Malaria remains one of the main global infectious diseases and cerebral malaria is a major complication, often fatal in Plasmodium falciparum-infected children and young adults [1]. Cerebral malaria pathophysiology is still poorly understood, combining cerebral vascular obstruction, and exacerbated immune responses. Indeed, investigations
in humans and mice documented STA-9090 the sequestration of erythrocytes, parasitized or not, platelets and leucocytes in cerebral blood vessels with an increased proinflammatory cytokine expression [1-3]. The specific role of T cells in cerebral malaria pathogenesis has been difficult to address in humans. In mice however, T-cell sequestration and activation in the brain are crucial steps for experimental cerebral malaria (ECM) development after Plasmodium berghei ANKA (PbA) infection [4-7]. In particular, αβ-CD8+
T cells sequestrated in the brain play a pathogenic, effector role for ECM development [6], and we showed recently a role for protein kinase C-θ (PKC-θ) in PbA-induced ECM pathogenesis [8]. Besides being a critical regulator of TCR signaling and T-cell activation, PKC-θ is involved in interferon type I/II signaling in human T cells [9]. Type II IFN-γ is essential Lenvatinib mw for PbA-induced ECM development [10-12], promoting CD8+ T-cell accumulation in the brain [7, 12-14]. Type I IFNs are induced during viral infection but they also contribute Terminal deoxynucleotidyl transferase to the antibacterial immune response. In Mycobacterium tuberculosis infection, types I and II IFNs play nonredundant protective roles [15], while type I IFNs inhibit IFN-γ hyper-responsiveness by repressing IFN-γ receptor expression in a Listeria monocytogenes infectious model [16]. Moreover, type I IFNs role in central nervous system (CNS) chronic inflammation is ambiguous [17].

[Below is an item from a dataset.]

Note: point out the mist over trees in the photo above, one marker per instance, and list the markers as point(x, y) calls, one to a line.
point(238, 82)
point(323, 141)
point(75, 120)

IFN-β has proinflammatory properties and contributes to some auto-immune CNS diseases, while IFN-β administration is routinely used in relapsing-remitting multiple sclerosis treatment, characterized by inflammatory cell infiltration to the CNS, including Th1 and Th17 [17]. Crossregulations between type I and type II IFNs have been documented [18-21], they can have similar or antagonistic effects, and type I IFN-α/β precise role in ECM development after sporozoite or merozoite infection remains unclear. Here, we addressed the role of IFN-α/β pathway in ECM development in response to hepatic or blood-stage PbA infection, using mice deficient for types I or II IFN receptors. Unlike IFN-γR1−/− mice that were fully resistant to ECM, we show that IFNAR1−/− mice are partially protected after sporozoite or merozoite infection. Magnetic resonance imaging (MRI) and angiography (MRA) confirmed the reduced microvascular pathology and brain morphologic changes in the absence of type I IFNs signaling.